Выбрать главу

Но фотография всколыхнула не только архаические страхи перед изображением, пронизывающие иконоборческую традицию, но и столь же архаические и иррациональные надежды – надежды на бессмертие. Они отражены в практике посмертного фотопортрета, распространенной в XIX веке, когда фотографический медиум воспринимался куда острее, чем сегодня. Но едва ли и наша жизнь полностью свободна от них. Мы находим их в «Camera lucida» Ролана Барта, в эпизоде, где автор после смерти матери перебирает ее фотографии в тщетной надежде снова встретиться с нею – до тех пор, пока не узнает свою мать в пятилетней девочке, снятой в Зимнем Саду23.

Указания на экономичность и функциональность фотографического медиума, к которым прибегают производственники, отчасти сбивают с толку: ведь они скрывают мифологический, мифотворческий потенциал фотографии. Но это вовсе не значит, что конструктивисты не воспользовались этим потенциалом. Функциональность, экономичность и массовость фотографии не только не противоречат, но скорее являются необходимыми атрибутами мифологии современной жизни, обеспечивающими ей эффективность. Самая радикальная и последовательная деэстетизация, десублимация и демифологизация неизбежно означают формирование новой эстетики и нового мифа. Фактография и мифография идут рука об руку.

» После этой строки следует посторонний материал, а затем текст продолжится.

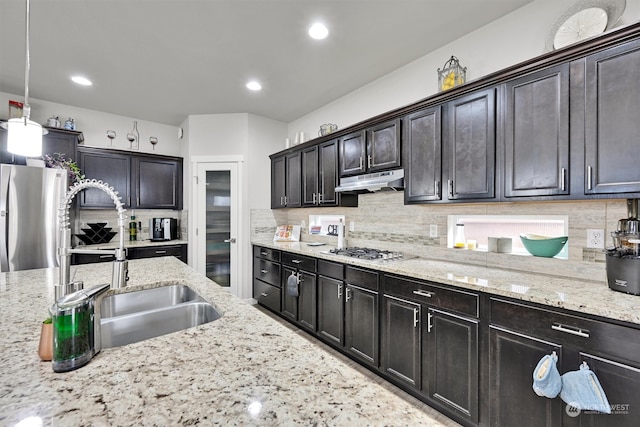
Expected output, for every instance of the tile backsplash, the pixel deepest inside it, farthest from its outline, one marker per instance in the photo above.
(382, 220)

Осуждение фотографии, примером которого служит текст Бодлера, само по себе является важным моментом эволюции модернизма. Иногда утверждается, что фотография открыла дорогу модернистской живописи, освободив ее от миметической функции. Действительно, «плоскостные» картины Эдуарда Мане, некоторые из которых являются, к тому же, «картинами о картинах», появляются вскоре после того как Бодлер констатирует широкое распространение техники, покусившейся на традиционные привилегии живописи. И все-таки правильнее будет утверждать, что фотография послужила лишь дополнительным аргументом в пользу антинатурализма, в пользу «чистой живописи», «чистой пластики» и т.д. Можно было бы сказать, что ранний модернизм проглядел фотографию – но это не так. Он видел ее, знал о ней, но она была ему не нужна, ему было с ней не по дороге. А эта дорога – магистраль модернистского искусства – вела в направлении все большей автономии выразительных средств, которая соответствовала автономии искусства как такового. Пока же искусство предавалось рефлексии относительно собственных условий, пределов и возможностей, совпадавших с условиями, пределами и возможностями традиционных художественных медиа, фотография открывала мир, в целом довольствуясь отведенной ей Бодлером «смиренной ролью служанки искусства и науки» (и, к слову сказать, искусство мало-помалу стало пользоваться ее услугами).

Отрицание фотографии выполняет функцию своего рода негативного самоопределения для многих художников конца XIX века. В одном из своих писем, рассказывая брату о работе над «Едоками картофеля», Ван Гог пишет: «Стараюсь, прежде всего, внести в картину жизнь»24. А в другом письме разъясняет: «Моя цель – научиться рисовать не руку, а жест, не математически правильную голову, а общую экспрессию. Например, уметь показать, как землекоп подымает голову, когда переводит дух или разговаривает. Короче говоря, показать жизнь»25. По мнению Ван Гога, современное искусство (а современным для него в это время были романтизм и реализм середины XIX века) отличается от классического тем, что изображает человека в действии – или, если быть точным, за работой. Передача действия оправдывает и даже требует искажения анатомических пропорций. И тут по контрасту Ван Гог вспоминает о фотографии, ибо «в момент, когда землекопа фотографируют, он, конечно, не копает»26. Фотография не способна отобразить динамику жизни и производственного, трудового процесса – для этого нужен язык живописи, отклоняющийся от внешнего правдоподобия ради внутренней правды. Таким образом, Ван Гог приходит к идее целенаправленной деформации фигуры ради передачи «жизни» – особо значимой и красноречивой манифестацией которой для Ван Гога пока что является крестьянский, ручной, неотчужденный труд.